“Life in truths.”
David McClanahan, 65, looked out on the remains of he and his wife Cindy’s house in Coarsegold Saturday, greeted only by bitter ashes.
On Nov. 17, their home on Ellen Mine Road off Road 415 was quickly engulfed in flames. Having recently sold the home, David said he and Cindy were house hunting in Oregon when they got the dreaded call.
“Everything is gone, basically,” David said as he stood in a pile of soot surrounded by burned walls - a shell of the home he and and Cindy shared for 16 years. “There’s two rooms with walls left, there’s no roof at all ... the house is a total loss.”
Because the property recently closed escrow, David said he canceled his insurance to prepare for the new owners. That means, he said, all of he and Cindy’s possessions, as well as their memories, were lost forever.
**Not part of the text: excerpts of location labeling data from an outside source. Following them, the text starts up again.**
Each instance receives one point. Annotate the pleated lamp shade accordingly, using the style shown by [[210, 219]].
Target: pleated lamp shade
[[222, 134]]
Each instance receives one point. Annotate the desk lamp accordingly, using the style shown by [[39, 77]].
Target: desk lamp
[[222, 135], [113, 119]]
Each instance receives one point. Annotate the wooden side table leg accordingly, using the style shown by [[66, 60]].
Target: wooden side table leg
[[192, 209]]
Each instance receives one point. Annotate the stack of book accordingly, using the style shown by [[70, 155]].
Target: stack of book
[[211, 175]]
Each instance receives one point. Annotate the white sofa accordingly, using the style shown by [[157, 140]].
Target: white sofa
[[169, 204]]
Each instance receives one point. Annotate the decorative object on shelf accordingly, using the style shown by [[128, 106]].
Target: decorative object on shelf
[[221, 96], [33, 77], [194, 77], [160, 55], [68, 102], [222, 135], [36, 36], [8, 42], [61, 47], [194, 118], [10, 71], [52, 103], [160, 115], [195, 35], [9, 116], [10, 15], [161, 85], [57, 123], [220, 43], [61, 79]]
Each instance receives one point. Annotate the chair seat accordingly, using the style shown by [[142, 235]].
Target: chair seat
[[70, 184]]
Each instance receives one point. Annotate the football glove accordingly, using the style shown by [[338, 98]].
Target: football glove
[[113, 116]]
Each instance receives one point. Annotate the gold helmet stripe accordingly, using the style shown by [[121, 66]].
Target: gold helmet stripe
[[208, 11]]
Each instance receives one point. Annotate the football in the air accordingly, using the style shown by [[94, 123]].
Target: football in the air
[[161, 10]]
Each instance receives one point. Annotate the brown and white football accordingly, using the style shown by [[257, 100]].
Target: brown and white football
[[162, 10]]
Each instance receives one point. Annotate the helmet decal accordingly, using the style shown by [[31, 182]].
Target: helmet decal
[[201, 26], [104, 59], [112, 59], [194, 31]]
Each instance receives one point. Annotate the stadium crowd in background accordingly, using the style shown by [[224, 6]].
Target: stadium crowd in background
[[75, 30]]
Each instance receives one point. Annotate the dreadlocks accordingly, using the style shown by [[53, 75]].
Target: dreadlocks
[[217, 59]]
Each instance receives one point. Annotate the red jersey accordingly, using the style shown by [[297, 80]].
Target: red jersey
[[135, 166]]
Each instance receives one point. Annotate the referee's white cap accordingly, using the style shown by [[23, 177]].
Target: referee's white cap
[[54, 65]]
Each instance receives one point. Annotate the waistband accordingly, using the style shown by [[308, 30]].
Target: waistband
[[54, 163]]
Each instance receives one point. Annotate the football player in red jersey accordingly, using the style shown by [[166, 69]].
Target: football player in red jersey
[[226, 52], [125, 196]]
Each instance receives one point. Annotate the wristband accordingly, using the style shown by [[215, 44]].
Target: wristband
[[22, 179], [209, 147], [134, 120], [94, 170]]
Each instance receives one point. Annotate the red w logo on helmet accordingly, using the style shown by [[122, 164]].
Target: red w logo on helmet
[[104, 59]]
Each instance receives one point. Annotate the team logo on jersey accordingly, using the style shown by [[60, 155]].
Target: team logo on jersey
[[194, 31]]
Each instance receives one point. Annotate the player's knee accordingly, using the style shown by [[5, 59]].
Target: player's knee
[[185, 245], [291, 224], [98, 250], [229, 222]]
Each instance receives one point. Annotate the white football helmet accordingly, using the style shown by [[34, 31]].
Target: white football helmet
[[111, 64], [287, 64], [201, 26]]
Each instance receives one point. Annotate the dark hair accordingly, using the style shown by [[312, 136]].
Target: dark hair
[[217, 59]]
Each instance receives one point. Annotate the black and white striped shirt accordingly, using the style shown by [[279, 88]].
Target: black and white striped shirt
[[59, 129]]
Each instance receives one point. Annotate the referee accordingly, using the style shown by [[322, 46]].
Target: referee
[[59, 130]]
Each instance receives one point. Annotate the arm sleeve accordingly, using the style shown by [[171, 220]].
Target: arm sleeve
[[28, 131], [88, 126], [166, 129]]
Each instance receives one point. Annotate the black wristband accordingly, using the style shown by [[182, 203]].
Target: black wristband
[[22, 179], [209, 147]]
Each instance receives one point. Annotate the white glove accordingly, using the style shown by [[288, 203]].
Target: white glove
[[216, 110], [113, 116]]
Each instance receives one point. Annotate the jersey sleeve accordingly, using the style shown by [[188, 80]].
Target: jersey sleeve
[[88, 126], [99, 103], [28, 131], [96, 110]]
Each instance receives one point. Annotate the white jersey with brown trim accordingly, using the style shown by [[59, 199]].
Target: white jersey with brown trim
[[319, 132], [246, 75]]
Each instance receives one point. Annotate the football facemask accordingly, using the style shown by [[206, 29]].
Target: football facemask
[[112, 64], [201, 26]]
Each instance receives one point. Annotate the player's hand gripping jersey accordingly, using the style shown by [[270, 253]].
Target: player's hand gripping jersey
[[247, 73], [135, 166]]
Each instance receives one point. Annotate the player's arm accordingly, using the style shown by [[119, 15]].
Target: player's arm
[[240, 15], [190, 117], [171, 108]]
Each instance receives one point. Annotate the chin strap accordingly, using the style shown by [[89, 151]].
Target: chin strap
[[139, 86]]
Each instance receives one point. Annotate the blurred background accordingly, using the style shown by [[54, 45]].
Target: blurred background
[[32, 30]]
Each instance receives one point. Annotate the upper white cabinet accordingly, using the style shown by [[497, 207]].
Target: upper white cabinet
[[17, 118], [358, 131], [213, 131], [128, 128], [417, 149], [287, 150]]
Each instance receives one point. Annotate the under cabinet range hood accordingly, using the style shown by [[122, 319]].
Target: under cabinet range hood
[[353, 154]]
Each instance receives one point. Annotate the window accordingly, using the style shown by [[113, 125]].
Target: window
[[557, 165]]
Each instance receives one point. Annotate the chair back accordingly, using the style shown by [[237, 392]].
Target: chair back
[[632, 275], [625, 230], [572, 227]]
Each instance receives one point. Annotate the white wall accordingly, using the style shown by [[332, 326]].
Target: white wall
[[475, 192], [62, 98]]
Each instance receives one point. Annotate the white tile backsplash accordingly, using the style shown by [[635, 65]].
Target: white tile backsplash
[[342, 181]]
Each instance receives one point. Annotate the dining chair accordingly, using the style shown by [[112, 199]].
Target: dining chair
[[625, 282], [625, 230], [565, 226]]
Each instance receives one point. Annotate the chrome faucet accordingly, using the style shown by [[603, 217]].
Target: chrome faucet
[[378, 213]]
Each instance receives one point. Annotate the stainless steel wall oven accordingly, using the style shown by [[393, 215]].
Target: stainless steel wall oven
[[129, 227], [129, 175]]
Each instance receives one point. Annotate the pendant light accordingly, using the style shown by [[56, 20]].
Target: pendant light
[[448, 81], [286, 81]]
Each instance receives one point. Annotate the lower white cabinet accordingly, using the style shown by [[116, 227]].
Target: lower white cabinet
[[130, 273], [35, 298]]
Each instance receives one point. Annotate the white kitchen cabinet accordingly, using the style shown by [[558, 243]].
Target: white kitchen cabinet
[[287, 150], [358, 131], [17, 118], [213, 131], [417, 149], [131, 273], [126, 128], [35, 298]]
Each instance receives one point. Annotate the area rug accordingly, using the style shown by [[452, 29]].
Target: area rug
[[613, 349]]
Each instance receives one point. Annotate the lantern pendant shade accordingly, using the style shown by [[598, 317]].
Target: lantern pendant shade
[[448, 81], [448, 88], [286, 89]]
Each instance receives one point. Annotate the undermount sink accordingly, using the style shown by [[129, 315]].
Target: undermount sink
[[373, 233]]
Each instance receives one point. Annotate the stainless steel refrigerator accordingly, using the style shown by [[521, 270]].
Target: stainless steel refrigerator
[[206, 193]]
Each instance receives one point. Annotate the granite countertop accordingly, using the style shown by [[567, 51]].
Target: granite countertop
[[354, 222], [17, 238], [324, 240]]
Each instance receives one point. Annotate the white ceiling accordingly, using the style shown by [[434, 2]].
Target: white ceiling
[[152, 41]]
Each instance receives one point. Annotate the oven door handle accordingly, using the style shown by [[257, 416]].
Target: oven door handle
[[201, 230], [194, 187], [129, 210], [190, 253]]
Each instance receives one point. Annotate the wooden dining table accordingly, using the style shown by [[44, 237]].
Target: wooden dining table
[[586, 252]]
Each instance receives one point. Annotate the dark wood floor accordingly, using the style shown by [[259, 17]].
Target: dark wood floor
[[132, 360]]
“This was the refrigerator,” David said. “I always kind of hated it ... but we’ve had five generations. Five generations of our family have been in this house. And now it’s gone.”
What hurt the most, though, was the fate of he and Cindy’s cats Shadow and Joy, David said.
“As soon as we got the call we knew we had to get home and take care of our cats,” David said as tears welled in his eyes. “And we had to put one in the ground. That’s one of the things that hurts the most. Everything else was just stuff. They were our children.”
Shadow, the McClanahans’ 5-year-old cat, died during the fire. Joy was gone, and hasn’t returned.
Despite all those losses, David kept a smile as he sorted through his home’s remains.
Picking up a few charred pages of his 1968-69 yearbook from Mark Keppel High School in Alhambra, David said he wanted his scorched home to serve as an important reminder to the community.
After talking with the fire marshal, David said he learned 16 years of creosote - a common byproduct from use of a fireplace or wood stove - had built up in the chimney.
Because there was never an issue before, David said he and Cindy lit a fire the night before their Oregon trip. And though they extinguished the flames, the creosote sat, slowly built heat to the right temperature, and caught fire in the existing oxygen.
As such, the McClanahans had a fire Wednesday, went house hunting in Oregon Thursday, and came home to lost memories Saturday.
“This should be a big fat warning for everyone,” David said. “Get your inserts or your fireplace inspected or cleaned. I would have never thought about it. We used it for 16 years with no issues that we knew of until boom, the inferno.”
Donations to help the McClanahan family can be made at gofundme.com/help-mcclanahans-after-house-fire.